S&WB President Pro Tem Tamika Duplessis also put the blame on the utility's previous managers, many of whom were forced out following last summer’s floods.
“A lack of investment in training and support for our staff under previous leadership doomed the Cogsdale system’s accuracy rate,” wrote Duplessis, who has served on the S&WB's governing board since 2014. “We must rectify this immediately.”
The defense of Cogsdale, the company that sold the S&WB the new billing software, comes as the City Council has been demanding answers about the widespread and often outrageous billing problems the public utility has encountered since the new system was rolled out in October 2016.
The agency has a backlog of more than 7,000 disputed billing statements, and officials have acknowledged they are investigating potentially erroneous charges in 21 of the 25 largest unpaid bills.
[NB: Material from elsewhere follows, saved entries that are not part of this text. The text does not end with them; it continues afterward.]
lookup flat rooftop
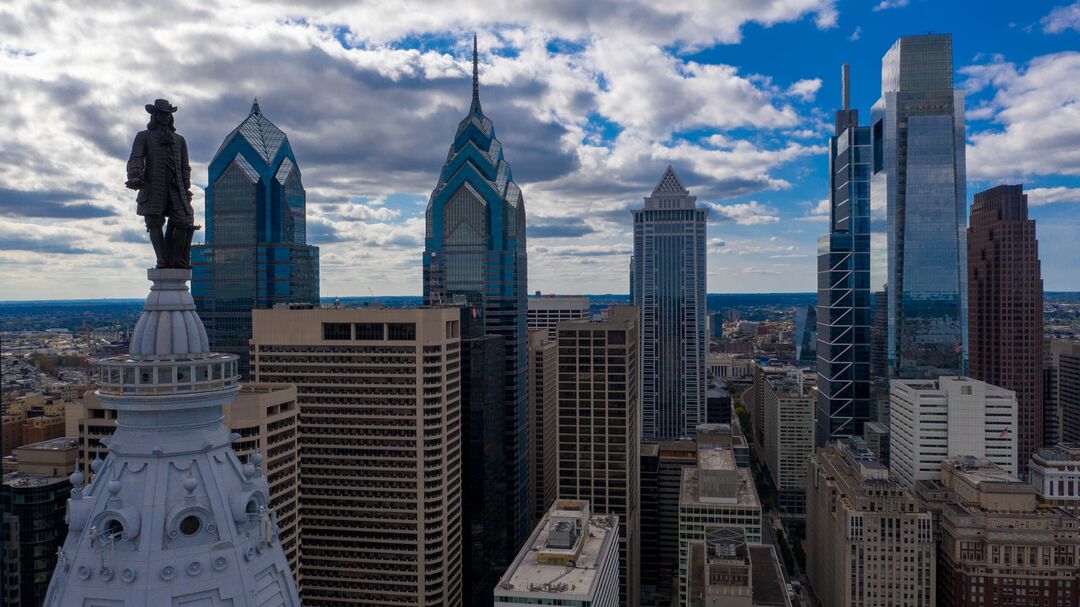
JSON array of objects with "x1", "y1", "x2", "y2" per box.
[
  {"x1": 699, "y1": 447, "x2": 736, "y2": 471},
  {"x1": 18, "y1": 437, "x2": 79, "y2": 451},
  {"x1": 681, "y1": 466, "x2": 760, "y2": 509},
  {"x1": 749, "y1": 545, "x2": 792, "y2": 607},
  {"x1": 3, "y1": 471, "x2": 68, "y2": 488},
  {"x1": 497, "y1": 509, "x2": 617, "y2": 599}
]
“Much energy has been spent questioning and criticizing the software provided by ... Cogsdale to replace the board’s antiquated, homemade mainframe billing system. It was a logical target,” Duplessis wrote.
“Further investigation by senior leadership at the board, however, unearthed a simpler, but more troubling, trend: The software works, but only if our employees know how to use it,” she wrote.
The letter also comes in response to council criticism about the cost of Cogsdale’s system and plans to bring the company back, for an additional charge, to do intensive training with the utility's employees in hopes of getting bills back on track.
S&WB employees received “rounds of training” on the new system as part of Cogsdale’s original contract, but the billing problems did not surface until after those trainers left, Duplessis wrote.
“As the Sewerage & Water Board hired new staff, much of the original training was not passed along,” she added.
Duplessis also blamed longtime employees’ “loyalty” to the old billing software and their skepticism about the new system.
“We must ease that discomfort,” Duplessis said. “That is why current leadership is so adamant that we must invest in our people through training, not in chasing any perceived software shortcomings.”
Duplessis also sought to downplay the costs of Cogsdale’s software. In a meeting last month, S&WB officials told City Council members the city had spent $10.2 million on the system, but in her letter, Duplessis said that figure includes the cost of hardware that could run the system.
The direct cost of the software and services purchased from Cogsdale was $6.5 million, including about $1.7 million to upgrade the S&WB’s payroll system.
Fixing the billing issues will mean making sure that S&WB workers are trained to recognize billing problems but also involves improving the meter reading process at tens of thousands of homes and businesses. Officials have said they want to hire more meter readers to reduce problems, but Duplessis said there are other challenges for meter readers.
“Set aside the heat of the day, they encounter mud, debris, snakes, bees and other surprises when they lift the meter covers — obstacles that can encourage mistakes,” Duplessis wrote.